We develop a formal verification procedure to check that elastic pipelined processor designs correctly implement their instruction set architecture (ISA) specifications. The notion of correctness we use is based on refinement. Refinement proofs are based on refinement maps, which—in the context of this problem—are functions that map elastic processor states to states of the ISA specification model. Data flow in elastic architectures is complicated by the insertion of any number of buffers in any place in the design, making it hard to construct refinement maps for elastic systems in a systematic manner. We introduce token-aware completion functions, which incorporate a mechanism to track the flow of data in elastic pipelines, as a highly automated and systematic approach to construct refinement maps. We demonstrate the efficiency of the overall verification procedure based on token-aware completion functions using six elastic pipelined processor models based on the DLX architecture.
1. Introduction
The impact of persistent technology scaling results in a previously ignored set of design challenges such as manufacturing and process variability and increasing significance of wire delays. These challenges threaten to invalidate the effectiveness of synchronous design paradigms at the system level. Several alternate design paradigms to deal with these challenges are being proposed. One popular trend is latency-insensitive designs, which allows for variability in data propagation delays [1]. Synchronous Elastic Networks (SENs) [2, 3] hav been proposed as an effective approach to design latency-insensitive systems.

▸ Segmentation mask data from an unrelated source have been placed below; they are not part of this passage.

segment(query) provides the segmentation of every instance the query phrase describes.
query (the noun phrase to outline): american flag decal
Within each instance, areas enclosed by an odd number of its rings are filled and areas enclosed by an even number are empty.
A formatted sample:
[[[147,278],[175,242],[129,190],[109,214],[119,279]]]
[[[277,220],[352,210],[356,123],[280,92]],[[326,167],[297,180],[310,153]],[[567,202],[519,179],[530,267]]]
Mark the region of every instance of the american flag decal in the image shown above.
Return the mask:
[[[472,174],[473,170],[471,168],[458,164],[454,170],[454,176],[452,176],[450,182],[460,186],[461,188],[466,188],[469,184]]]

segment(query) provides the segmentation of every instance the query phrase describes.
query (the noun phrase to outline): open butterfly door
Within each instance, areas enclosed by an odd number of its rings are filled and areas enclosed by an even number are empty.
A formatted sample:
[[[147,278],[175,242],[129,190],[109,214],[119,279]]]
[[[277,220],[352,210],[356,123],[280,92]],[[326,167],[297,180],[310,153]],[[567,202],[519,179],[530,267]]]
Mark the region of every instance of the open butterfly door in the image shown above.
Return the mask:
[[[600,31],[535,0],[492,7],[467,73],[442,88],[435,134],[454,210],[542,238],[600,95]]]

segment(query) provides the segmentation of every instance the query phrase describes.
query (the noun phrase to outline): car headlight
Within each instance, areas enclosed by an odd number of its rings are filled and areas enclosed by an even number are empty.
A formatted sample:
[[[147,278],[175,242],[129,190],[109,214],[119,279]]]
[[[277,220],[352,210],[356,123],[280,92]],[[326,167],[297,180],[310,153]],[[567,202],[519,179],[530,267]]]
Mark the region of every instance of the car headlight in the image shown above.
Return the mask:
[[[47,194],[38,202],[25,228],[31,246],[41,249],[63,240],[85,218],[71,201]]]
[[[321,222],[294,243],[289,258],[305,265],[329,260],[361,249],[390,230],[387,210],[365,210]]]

One of the critical challenges for any design approach to succeed is verification. We present a novel highly automated formal verification solution for latency-insensitive pipelined microprocessors developed using the SEN approach (here on referred to as elastic processors). Note that correctness proofs for methods to synthesize elastic designs from synchronous designs have been provided [2], but this is not a substitute for verification. The idea with the verification approach is to show that the elastic processor correctly implements all behaviors of its instruction set architecture (ISA) model, which is used as the high-level specification for the processor. The notion of correctness that we use is Well-Founded Equivalence Bisimulation (WEB) refinement, a detailed description of which can be found in [4]. It is sufficient to prove that the elastic processor (implementation) and its ISA (specification) satisfy the following core WEB refinement correctness formula to establish that the elastic processor refines (correctly implements) its ISA.
Definition 1.1 (Core WEB Refinement Correctness Formula).
One has
〈∀w∈IMPL::s=r(w)⋀u=Sstep(s)⋀v=Istep(w)⋀u≠r(v)→s=r(v)⋀rank(v)<rank(w)〉.
In the formula above, IMPL denotes the set of implementation states, Istep is a step of the implementation machine, and Sstep is a step of the specification machine. The refinement map r is a function that maps implementation states to specification states. In fact, the refinement map can be thought of as an instrument to view the behaviors of the implementation machine at the specification level, thereby allowing verification tools to easily compare the behaviors of the two systems. rank is used for deadlock detection. Our focus in this work is to check safety, that is, to show that if the implementation makes progress, then, the result of that progress is correct as specified by the high-level specification. We plan to address deadlock detection in future work, and we therefore ignore rank for the present.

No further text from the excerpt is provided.